I’d amplify 1morerep’s advice. There have been studies that show cardio without strength training can lower your metabolism. You want to drop the fat, but you want to avoid losing lean body mass to do so. Strength training, getting enough rest, and good nutrition (esp. a post-workout dose of simple carbs and protein) will help avoid this.
I also think that doing a “small amount” (in your words) of weight training may not be exactly the right approach. If you are doing 10 different exercises each session for multiple sets of lots of reps, then yes, you are probably overdoing things. Concentrate on quality and getting strong using the big muscle groups in complex exercises that pull several muscle groups into action (squats, deadlifts, bench, rows, military, chins, dips). One program to try is based on Mark Rippetoe’s beginning strength program. There are some variations out there, but basically you concentrate on good form, low rep sets (3 sets of 5 or 5 of 5), and a few of the above exercises each work out. You start off fairly light to train your form, adding weight each session. You do not work to failure. Squats are in each session. The others alternate every other session. My experience is that you see some good progress in the first month, but really start cranking in the second and third. I also was able to get a good workout that saw marked strength gains, some muscle growth, and allowed me to still hit the cardio.

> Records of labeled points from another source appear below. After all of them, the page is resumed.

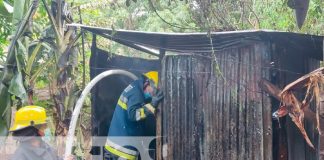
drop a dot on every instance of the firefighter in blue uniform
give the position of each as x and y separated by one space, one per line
137 102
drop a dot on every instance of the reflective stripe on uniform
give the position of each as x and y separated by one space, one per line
120 151
122 104
150 107
140 114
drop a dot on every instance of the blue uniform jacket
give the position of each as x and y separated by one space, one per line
130 111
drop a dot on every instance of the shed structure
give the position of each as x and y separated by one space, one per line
213 106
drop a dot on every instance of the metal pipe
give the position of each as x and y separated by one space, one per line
79 104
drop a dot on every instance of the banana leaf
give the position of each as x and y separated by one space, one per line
17 87
5 111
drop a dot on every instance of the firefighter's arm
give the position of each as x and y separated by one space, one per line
139 112
136 110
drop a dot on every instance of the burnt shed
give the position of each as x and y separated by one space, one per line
213 106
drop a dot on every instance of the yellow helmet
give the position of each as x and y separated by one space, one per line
154 76
29 116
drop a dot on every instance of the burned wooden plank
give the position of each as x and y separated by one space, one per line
266 108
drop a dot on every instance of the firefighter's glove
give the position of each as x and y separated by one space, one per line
157 98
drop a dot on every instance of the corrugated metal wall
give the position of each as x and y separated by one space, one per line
216 110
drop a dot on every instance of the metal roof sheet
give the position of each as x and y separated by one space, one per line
204 42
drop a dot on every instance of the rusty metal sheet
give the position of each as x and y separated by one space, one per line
215 111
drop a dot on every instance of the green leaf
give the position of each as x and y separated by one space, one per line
17 87
4 110
4 130
32 57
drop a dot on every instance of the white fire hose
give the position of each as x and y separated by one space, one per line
79 104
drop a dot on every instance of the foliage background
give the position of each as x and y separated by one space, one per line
158 16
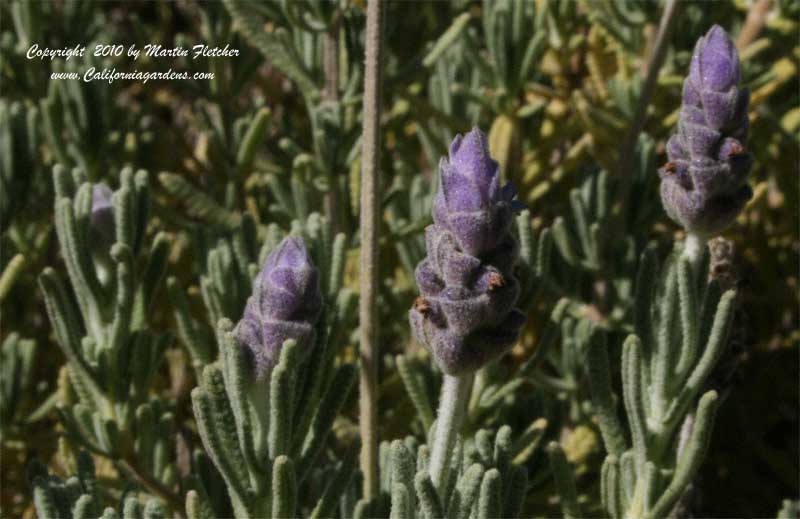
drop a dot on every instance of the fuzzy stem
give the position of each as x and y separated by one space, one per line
693 248
449 419
131 468
370 153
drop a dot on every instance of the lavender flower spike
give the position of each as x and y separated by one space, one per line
704 184
465 315
285 304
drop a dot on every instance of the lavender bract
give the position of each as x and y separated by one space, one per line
704 184
465 315
102 217
285 304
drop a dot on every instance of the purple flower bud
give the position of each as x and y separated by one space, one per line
704 184
102 217
470 202
465 314
285 304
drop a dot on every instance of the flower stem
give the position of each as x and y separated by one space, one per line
693 248
449 419
370 181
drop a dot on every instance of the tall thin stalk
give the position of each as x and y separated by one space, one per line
627 150
331 94
370 224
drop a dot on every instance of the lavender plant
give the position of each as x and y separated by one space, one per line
704 185
465 315
298 212
663 372
265 409
101 326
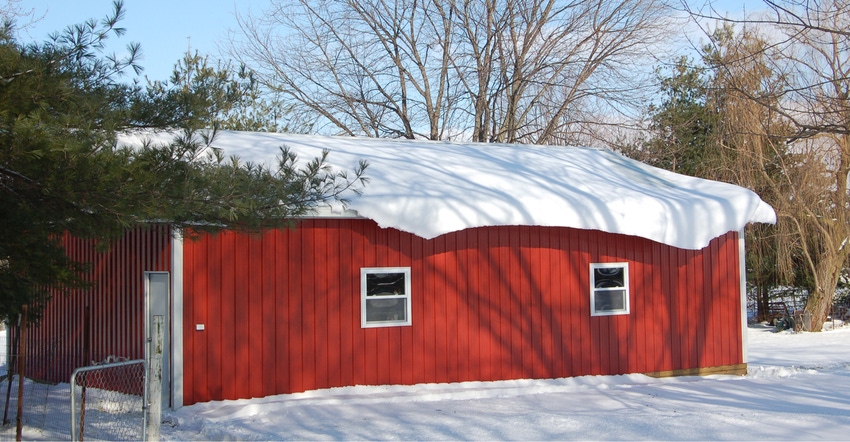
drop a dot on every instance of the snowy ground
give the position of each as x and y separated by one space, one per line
798 389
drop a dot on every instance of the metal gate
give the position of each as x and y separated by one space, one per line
108 401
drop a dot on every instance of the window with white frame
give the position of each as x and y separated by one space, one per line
609 289
384 296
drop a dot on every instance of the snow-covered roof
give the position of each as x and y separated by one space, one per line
432 188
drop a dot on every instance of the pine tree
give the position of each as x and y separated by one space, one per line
62 105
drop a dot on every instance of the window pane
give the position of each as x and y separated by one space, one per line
609 300
608 277
384 284
393 309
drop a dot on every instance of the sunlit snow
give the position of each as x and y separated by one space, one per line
432 188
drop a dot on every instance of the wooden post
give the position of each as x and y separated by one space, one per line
155 379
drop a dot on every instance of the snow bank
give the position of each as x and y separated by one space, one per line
433 188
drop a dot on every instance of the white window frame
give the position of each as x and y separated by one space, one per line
405 297
594 290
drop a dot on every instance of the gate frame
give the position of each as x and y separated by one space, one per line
145 400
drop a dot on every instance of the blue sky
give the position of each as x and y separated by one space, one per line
164 28
167 28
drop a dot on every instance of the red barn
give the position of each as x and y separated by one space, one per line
459 262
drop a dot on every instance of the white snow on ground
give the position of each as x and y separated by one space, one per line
798 389
432 188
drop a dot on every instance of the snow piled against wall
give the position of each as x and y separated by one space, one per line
432 188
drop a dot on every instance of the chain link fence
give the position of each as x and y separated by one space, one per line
108 401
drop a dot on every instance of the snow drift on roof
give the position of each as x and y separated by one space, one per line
432 188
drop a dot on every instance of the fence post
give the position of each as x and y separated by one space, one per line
155 380
21 374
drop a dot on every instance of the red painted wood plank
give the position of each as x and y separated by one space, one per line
243 273
228 314
255 315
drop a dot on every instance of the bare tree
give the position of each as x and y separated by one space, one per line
809 51
493 70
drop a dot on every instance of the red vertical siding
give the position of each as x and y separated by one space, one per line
116 301
488 303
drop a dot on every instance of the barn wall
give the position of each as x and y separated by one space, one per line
281 312
116 304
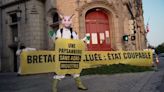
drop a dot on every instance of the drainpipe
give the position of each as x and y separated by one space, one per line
1 38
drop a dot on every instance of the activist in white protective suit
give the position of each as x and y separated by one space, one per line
20 49
67 33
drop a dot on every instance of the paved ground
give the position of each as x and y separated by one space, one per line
129 82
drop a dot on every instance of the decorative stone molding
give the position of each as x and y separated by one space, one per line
98 3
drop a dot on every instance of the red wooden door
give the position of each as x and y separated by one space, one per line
97 25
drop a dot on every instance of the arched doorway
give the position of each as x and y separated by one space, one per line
97 26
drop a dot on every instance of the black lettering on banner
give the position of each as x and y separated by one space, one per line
136 55
114 56
93 57
71 45
29 59
69 65
40 59
63 57
35 59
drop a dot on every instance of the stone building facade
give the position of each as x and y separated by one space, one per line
106 21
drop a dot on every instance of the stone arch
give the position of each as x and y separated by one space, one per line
109 10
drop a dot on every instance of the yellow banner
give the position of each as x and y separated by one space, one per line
138 58
69 54
69 58
32 62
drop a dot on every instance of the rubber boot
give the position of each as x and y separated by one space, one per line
54 85
80 84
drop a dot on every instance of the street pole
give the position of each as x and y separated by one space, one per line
1 39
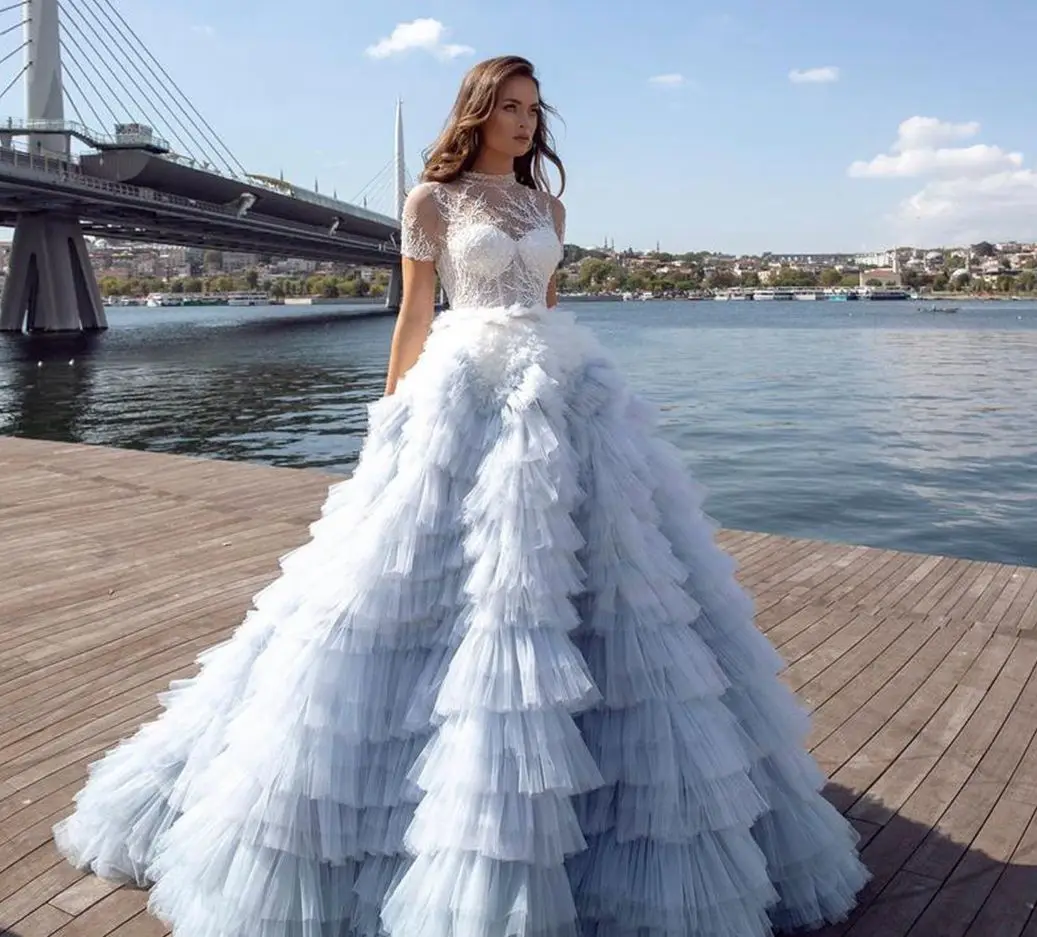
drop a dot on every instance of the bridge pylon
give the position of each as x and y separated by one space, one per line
50 285
394 295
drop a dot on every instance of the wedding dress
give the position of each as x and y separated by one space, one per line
509 688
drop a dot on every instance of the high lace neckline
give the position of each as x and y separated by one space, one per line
491 178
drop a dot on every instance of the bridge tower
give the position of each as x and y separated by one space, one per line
50 284
394 294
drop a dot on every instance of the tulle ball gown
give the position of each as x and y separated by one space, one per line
508 688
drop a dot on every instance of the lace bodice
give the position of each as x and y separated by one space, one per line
495 242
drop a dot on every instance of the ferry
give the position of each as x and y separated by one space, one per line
736 292
153 301
886 293
248 299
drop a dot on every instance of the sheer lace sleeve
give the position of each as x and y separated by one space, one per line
558 215
422 224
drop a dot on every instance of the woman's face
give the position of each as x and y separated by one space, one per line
509 129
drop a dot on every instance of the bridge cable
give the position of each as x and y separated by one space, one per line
136 102
100 74
16 52
68 56
203 151
67 74
73 105
10 84
372 180
136 46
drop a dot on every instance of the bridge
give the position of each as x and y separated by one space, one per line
62 180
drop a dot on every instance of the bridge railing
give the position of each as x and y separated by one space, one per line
68 171
87 135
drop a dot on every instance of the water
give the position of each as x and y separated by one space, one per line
865 422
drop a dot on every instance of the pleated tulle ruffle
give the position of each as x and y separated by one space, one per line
508 688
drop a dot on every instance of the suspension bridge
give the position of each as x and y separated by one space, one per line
139 162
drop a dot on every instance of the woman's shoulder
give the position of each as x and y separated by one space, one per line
553 204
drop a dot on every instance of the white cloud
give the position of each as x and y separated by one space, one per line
425 34
822 76
970 193
916 133
919 150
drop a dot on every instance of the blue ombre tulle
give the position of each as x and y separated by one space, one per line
509 687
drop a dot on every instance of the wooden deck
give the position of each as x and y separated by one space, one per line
119 567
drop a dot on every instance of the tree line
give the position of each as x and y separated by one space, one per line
327 285
596 274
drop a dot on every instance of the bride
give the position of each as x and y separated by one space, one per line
510 687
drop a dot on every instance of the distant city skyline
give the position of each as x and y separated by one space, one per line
761 128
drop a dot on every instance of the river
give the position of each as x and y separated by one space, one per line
876 423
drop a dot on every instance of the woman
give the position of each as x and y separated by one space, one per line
510 686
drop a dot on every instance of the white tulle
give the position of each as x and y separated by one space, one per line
509 688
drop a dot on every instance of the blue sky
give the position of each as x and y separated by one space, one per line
726 151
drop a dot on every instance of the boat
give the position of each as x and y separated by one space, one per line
156 300
248 299
886 293
842 295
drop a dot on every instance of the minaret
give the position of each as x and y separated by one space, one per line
399 163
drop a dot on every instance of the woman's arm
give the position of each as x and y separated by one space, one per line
414 320
558 216
422 228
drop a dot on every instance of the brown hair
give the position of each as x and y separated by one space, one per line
457 146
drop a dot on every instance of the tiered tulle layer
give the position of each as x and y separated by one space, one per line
509 687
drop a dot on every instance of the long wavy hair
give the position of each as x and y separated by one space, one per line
457 146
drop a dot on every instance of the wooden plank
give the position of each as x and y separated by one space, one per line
921 670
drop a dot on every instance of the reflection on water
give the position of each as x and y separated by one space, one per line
874 424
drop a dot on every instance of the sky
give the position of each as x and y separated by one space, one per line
805 125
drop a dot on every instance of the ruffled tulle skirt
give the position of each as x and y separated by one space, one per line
509 687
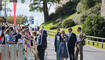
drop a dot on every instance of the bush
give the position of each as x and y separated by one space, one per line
68 23
52 28
94 26
92 11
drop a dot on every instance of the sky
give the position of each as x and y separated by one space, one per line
23 9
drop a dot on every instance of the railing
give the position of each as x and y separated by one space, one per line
93 39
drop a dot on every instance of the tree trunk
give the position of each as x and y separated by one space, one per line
45 11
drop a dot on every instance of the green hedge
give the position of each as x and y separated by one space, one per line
68 23
94 26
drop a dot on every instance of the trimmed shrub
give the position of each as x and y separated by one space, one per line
68 23
94 26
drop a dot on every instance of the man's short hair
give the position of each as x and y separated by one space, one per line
3 28
79 28
70 29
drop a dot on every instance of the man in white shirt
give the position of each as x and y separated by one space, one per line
80 43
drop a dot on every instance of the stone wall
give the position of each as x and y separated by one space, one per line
103 8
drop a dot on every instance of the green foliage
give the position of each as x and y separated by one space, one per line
19 19
2 19
89 3
95 10
66 10
68 23
38 4
94 26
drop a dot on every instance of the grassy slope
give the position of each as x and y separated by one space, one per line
50 24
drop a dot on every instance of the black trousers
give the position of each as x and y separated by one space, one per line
71 50
41 54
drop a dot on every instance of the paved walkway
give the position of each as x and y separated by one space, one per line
90 53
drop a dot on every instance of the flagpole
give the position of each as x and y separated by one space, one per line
14 4
5 12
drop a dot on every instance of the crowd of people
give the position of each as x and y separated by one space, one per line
69 45
66 45
11 34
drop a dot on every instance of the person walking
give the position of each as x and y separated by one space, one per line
42 43
35 52
80 43
63 53
57 44
71 44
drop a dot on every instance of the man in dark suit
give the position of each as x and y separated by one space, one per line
71 44
42 43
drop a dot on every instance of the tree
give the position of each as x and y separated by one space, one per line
19 19
94 26
42 6
89 3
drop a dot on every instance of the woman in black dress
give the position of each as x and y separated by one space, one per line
63 49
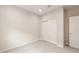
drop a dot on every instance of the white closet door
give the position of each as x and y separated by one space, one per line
44 29
74 32
49 31
52 30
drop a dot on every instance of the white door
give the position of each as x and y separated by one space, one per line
44 30
74 32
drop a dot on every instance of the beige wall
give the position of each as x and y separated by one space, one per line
68 13
18 27
58 36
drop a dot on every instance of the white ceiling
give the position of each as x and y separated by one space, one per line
45 8
34 8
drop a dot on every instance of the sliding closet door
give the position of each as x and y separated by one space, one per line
49 30
52 31
44 30
74 32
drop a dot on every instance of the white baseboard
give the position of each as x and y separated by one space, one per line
52 42
58 45
17 46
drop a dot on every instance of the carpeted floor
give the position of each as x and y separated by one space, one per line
42 46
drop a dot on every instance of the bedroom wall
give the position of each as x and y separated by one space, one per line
74 11
53 21
18 27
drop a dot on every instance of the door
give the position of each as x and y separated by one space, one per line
74 32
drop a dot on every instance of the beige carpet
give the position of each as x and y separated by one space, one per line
42 46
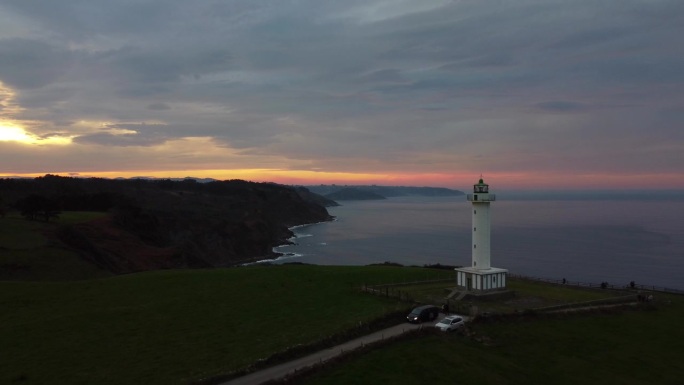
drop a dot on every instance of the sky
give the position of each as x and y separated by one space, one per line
552 94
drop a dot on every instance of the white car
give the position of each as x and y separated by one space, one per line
450 323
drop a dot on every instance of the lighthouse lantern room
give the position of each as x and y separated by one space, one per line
480 275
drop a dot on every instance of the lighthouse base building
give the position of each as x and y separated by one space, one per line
481 276
470 279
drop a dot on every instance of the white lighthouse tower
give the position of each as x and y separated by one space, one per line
480 275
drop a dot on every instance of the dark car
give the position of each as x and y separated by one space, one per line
423 313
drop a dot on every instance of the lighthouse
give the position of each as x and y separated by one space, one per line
480 276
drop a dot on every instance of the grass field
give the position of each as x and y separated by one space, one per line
175 327
627 347
27 252
171 327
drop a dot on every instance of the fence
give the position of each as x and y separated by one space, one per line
602 285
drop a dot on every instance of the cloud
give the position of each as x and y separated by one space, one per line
384 85
31 64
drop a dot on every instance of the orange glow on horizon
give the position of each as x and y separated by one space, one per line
461 181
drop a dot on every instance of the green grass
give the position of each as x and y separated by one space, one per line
28 252
630 347
172 327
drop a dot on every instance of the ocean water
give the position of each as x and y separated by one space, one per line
584 240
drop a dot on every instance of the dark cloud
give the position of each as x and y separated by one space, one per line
398 85
158 106
28 63
561 106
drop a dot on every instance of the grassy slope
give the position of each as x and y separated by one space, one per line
631 347
171 327
27 252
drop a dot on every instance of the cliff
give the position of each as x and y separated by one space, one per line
159 224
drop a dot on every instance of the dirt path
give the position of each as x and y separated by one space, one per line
282 370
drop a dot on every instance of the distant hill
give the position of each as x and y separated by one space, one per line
366 191
161 224
353 194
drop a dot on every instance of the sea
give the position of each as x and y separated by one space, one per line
590 238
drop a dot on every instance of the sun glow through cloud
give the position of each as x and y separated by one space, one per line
13 133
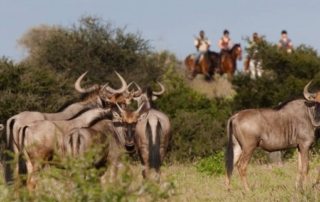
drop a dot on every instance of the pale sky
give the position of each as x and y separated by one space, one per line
168 24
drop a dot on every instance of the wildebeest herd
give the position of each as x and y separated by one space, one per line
102 118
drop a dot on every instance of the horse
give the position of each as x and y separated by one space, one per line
253 67
228 60
207 65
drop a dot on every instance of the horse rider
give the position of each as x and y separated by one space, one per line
224 44
253 64
202 45
285 43
252 49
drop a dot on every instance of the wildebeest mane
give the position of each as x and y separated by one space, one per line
107 116
284 103
66 104
154 149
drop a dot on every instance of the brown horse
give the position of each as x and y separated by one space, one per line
207 65
228 60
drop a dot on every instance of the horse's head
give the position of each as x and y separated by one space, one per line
237 51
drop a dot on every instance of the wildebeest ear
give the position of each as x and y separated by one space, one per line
116 116
143 116
154 98
309 103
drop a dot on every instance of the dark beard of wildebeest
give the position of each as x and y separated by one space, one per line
293 125
152 134
154 147
317 112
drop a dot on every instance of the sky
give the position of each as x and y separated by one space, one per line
167 24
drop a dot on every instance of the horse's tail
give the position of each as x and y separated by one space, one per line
9 129
22 166
72 142
154 146
186 61
8 154
229 151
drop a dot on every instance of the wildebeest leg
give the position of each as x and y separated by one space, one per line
242 166
236 155
31 167
236 150
303 159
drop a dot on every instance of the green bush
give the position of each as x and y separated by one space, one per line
212 165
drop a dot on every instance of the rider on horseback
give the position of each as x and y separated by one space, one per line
224 44
284 42
202 45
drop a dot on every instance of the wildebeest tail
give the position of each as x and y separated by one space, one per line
154 147
229 151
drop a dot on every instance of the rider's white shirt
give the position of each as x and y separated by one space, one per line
204 44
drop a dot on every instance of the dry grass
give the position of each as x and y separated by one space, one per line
268 183
219 86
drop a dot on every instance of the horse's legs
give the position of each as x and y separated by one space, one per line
242 166
236 151
31 167
303 164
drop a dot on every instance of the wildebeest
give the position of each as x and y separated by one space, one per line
152 132
96 96
104 139
292 125
40 140
228 61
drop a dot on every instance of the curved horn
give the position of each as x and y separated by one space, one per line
139 109
159 92
78 87
139 91
120 90
309 96
120 109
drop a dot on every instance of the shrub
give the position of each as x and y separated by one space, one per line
212 165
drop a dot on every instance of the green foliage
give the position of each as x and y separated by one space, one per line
212 165
197 122
285 75
76 179
93 45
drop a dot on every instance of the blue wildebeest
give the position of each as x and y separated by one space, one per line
152 132
291 125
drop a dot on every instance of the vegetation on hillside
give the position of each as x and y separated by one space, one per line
58 55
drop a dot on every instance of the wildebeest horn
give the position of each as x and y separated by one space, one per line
121 110
138 110
78 87
309 96
159 92
120 90
139 91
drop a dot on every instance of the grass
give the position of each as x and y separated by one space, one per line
183 182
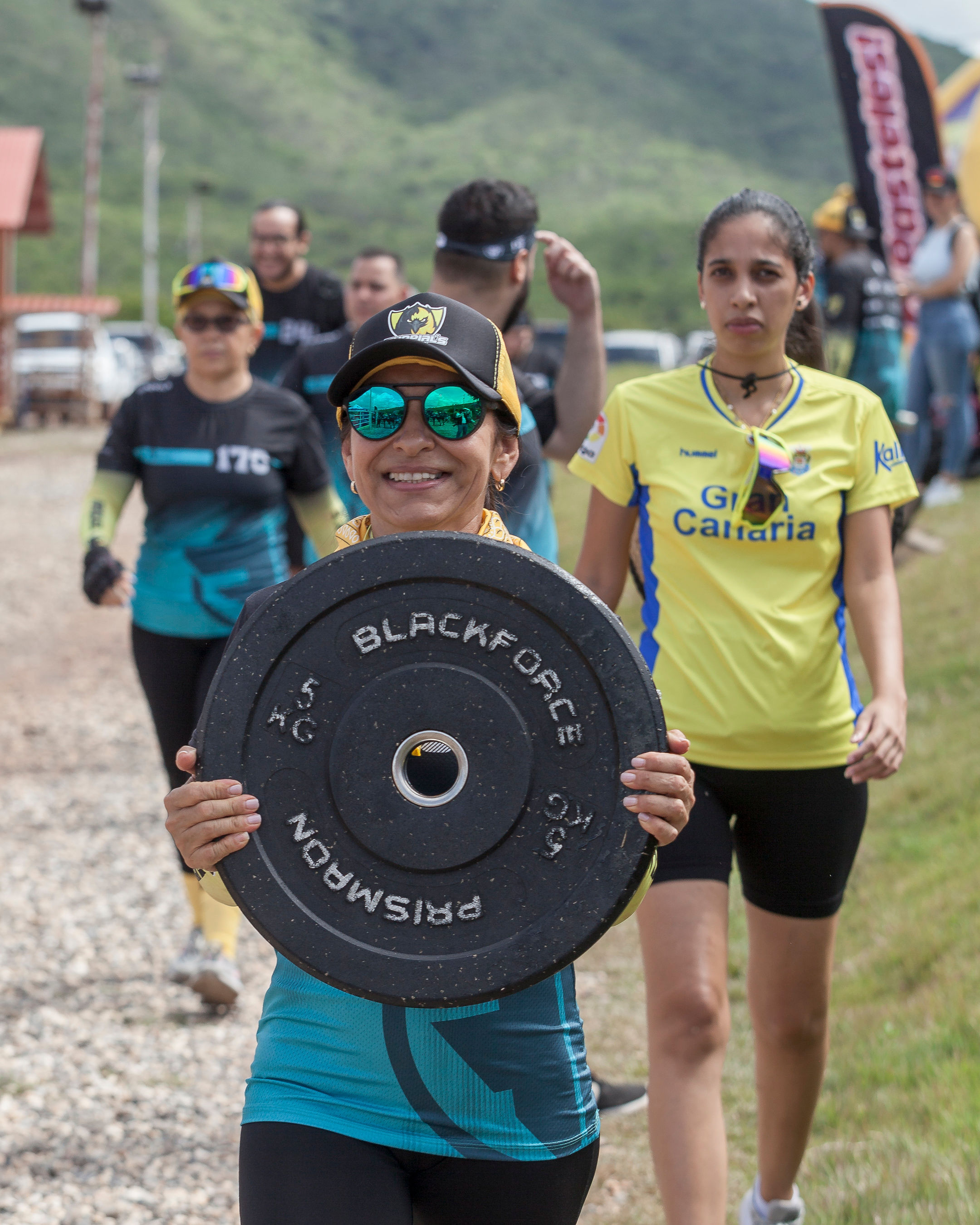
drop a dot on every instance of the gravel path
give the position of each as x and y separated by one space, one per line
119 1097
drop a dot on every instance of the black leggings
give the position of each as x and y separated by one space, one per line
296 1175
176 674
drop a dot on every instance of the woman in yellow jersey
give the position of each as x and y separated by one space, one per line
487 1117
765 492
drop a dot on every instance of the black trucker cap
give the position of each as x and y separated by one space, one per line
428 328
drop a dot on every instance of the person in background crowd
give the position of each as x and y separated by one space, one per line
944 269
299 302
541 365
862 308
764 490
377 281
485 259
217 452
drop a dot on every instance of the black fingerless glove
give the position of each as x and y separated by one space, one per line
101 570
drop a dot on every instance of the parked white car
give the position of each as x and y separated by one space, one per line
699 346
161 352
661 349
65 368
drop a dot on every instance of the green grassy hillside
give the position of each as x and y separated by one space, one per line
630 119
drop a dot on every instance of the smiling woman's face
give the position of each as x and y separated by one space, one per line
417 482
749 287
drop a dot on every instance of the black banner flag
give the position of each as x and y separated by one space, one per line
886 83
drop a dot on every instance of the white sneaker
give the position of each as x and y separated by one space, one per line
942 493
186 961
787 1210
216 978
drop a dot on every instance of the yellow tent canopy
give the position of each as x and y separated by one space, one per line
958 111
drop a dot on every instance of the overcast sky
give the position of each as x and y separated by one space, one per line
947 21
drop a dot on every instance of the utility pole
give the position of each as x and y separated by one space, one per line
147 80
200 188
96 11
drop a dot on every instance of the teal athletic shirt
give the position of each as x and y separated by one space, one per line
504 1080
214 478
498 1081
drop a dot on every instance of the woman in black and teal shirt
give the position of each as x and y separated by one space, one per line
359 1112
215 452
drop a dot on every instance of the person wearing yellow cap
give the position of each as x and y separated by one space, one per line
487 1117
862 308
216 452
764 490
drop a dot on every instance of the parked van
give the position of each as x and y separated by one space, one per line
68 370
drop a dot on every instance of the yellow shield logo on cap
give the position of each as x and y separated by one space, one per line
419 321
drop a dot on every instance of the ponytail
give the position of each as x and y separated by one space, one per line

You don’t say how flexible your schedule is, but if you can try breaking up your cardio and strength workouts. You can do this either by splitting them into AM cardio and PM weight training, or separate cardio and strength days. I do the latter, with a light 10 min. cardio warm up, lifting (do warm up sets as well), then follow it with light 12-15 minute cardio and a 5 min. cardio cool down. This burns several hundred calories from cardio on my strength days, and still doesn’t kill me. I then have 3 more intense cardio days with no weights (I do intervals one session, high intensity but short steady state in another, and long, low intensity in the last). I start the week with my highest intensity cardio day, so it isn’t hampering recovery from a strength session. Ocassionally, my body says slow down and I drop a post strength training cardio altogether and do extra stretching and muscle release work on rollers). This has worked well in the past when I let myself go and needed to start from a fairly low state of conditioning. You do need to make sure that you get extra sleep, take your fish oil, and be good about pre & post workout meals and getting some good protein before bed to make sure you recover.
If your schedule isn’t so flexible to do this much or your body tells you it’s too much, don’t get too hung up as this is for the long haul, and if you keep it up, your conditioning will allow you to do more. Good luck!